「割りばし」→「護摩木」作りへ転業 1日3万本製作、地道な努力で受注増


写真・前川製箸所が作っている護摩木=2019年1月16日午後3時16分、兵庫県丹波市山南町前川で

 兵庫県丹波市山南町の前川製箸所は、割り箸(ばし)作りから護摩木(火焚串)作りに転業して15年ほどになる。木を機械で削るというローテク分野ながらも地道な技術や営業などで1日3万本を製作。受注量を年々伸ばしている。

 

当初は門前払いも逆転の発想で営業

 創業は1947年。割り箸の材料は、当初、国内産のマツだったが、1970年ごろからより白色で品質が良いソ連産のエゾマツを使うようになった。最盛期には従業員40―50人を抱え、カナダにも工場を持った。同町内にも何軒か同様の工場があったという。

 徐々に中国産の安い割り箸が市場を占有、国内産の割り箸業界も先細りに。同社も徐々に受注量が減り経営難に陥った。

 2000年ごろ、ある寺から護摩焚きに使うため、製品にならなかった割り箸を譲ってほしいとの訪問を受けた。その時、見せてもらった護摩木をヒントに4人で生産を始めた。

 寺社に営業したがまったく取り合ってくれなかった。周辺の神社の協力で全国の神社の会合時に配布される冊子を入手し、広告欄に掲載されていた寺社用品販売店に営業。社務所の裏に置かれた寺社用品の空き箱に書かれた販売店に営業することもあった。

写真・お守りの中に入れる2センチほどの板札も作っている

 近年、寺社用品をつくる業者は高齢化や後継者不足で廃業するところが増えたことや、同社が小ロット、短い納期などの細かいニーズに応えるなどして徐々に生産量が増加。護摩木だけでなく、お守りの中に入れる板札や福笹にぶら下げるお守り木など、さまざまな大きさや用途に応えている。
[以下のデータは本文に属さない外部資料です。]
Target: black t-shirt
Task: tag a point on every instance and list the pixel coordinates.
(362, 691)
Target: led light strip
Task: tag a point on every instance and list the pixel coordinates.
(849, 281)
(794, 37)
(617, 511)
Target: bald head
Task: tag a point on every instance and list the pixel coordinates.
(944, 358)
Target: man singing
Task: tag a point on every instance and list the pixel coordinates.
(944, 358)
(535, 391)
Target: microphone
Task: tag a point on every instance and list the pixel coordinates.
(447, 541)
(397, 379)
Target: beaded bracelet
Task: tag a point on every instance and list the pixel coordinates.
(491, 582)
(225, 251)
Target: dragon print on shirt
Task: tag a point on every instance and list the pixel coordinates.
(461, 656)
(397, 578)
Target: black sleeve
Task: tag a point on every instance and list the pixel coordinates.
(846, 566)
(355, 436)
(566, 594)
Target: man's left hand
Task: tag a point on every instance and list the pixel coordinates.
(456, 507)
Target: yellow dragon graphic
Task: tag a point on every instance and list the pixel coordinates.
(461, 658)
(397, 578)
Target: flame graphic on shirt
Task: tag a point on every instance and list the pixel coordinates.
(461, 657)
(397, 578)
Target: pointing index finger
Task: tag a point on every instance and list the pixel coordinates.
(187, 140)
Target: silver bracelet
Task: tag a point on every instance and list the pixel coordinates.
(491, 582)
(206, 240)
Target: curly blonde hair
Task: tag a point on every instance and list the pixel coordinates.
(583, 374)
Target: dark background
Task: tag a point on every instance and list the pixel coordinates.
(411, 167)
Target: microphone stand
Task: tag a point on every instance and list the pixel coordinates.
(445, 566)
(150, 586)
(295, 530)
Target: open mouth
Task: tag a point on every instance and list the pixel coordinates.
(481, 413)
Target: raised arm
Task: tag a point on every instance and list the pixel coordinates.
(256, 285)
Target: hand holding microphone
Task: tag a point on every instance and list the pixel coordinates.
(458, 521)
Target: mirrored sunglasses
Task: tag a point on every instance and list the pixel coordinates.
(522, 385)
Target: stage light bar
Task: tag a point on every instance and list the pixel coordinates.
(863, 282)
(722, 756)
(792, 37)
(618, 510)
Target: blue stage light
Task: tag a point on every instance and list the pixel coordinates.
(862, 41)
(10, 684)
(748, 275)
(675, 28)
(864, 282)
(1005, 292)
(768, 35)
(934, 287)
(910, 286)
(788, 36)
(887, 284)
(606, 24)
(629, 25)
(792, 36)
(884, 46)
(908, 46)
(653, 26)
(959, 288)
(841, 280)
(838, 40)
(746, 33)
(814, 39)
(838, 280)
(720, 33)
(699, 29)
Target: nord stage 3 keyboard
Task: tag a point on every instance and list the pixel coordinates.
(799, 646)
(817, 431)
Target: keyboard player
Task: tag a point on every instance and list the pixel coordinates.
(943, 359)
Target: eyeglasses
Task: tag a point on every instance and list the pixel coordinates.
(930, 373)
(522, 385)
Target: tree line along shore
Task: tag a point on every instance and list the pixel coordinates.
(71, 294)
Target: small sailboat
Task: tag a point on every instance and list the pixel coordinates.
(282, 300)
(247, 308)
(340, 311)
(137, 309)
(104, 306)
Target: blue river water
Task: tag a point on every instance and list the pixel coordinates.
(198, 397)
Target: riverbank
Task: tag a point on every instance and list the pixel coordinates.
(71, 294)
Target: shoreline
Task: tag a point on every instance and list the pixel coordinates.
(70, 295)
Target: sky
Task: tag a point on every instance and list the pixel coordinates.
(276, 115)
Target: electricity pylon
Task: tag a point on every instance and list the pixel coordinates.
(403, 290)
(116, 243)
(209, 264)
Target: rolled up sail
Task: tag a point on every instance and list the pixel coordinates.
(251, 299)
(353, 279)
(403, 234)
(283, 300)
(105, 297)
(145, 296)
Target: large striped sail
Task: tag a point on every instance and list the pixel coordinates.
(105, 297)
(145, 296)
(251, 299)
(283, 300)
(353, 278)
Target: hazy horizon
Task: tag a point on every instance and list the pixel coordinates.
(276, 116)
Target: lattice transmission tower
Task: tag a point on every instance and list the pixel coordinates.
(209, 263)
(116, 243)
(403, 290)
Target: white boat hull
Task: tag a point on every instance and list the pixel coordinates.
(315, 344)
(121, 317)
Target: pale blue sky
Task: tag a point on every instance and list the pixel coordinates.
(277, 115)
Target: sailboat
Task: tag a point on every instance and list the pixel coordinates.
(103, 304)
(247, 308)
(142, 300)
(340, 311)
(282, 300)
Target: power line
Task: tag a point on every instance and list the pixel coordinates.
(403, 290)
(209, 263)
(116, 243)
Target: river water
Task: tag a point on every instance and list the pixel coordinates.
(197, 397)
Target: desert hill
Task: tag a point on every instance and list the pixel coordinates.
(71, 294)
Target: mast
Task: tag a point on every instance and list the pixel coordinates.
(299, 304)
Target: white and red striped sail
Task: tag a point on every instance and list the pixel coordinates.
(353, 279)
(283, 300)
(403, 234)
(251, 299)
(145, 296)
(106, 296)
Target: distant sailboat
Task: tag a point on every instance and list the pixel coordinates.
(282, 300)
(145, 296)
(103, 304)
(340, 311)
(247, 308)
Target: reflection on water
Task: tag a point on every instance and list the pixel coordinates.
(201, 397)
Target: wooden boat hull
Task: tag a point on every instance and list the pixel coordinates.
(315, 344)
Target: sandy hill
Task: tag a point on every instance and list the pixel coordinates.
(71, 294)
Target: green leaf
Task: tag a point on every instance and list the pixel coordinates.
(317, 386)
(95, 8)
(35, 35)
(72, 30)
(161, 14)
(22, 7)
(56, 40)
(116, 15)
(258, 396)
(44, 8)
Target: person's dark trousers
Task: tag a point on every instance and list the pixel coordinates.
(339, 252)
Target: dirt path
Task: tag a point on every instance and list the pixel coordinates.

 現在3代目の前川吉秀さん(61)が代表取締役を務める。前川社長は「お客様から求められる小ロット、さまざまなサイズ、厳格な品質、短期間の納期はとても手間がかかる分、チャンスがあり、ありがたい」と逆転の発想で奮起する。「今後は絵馬のインクジェットプリントを手掛け、さまざまなニーズに応えたい」と話している。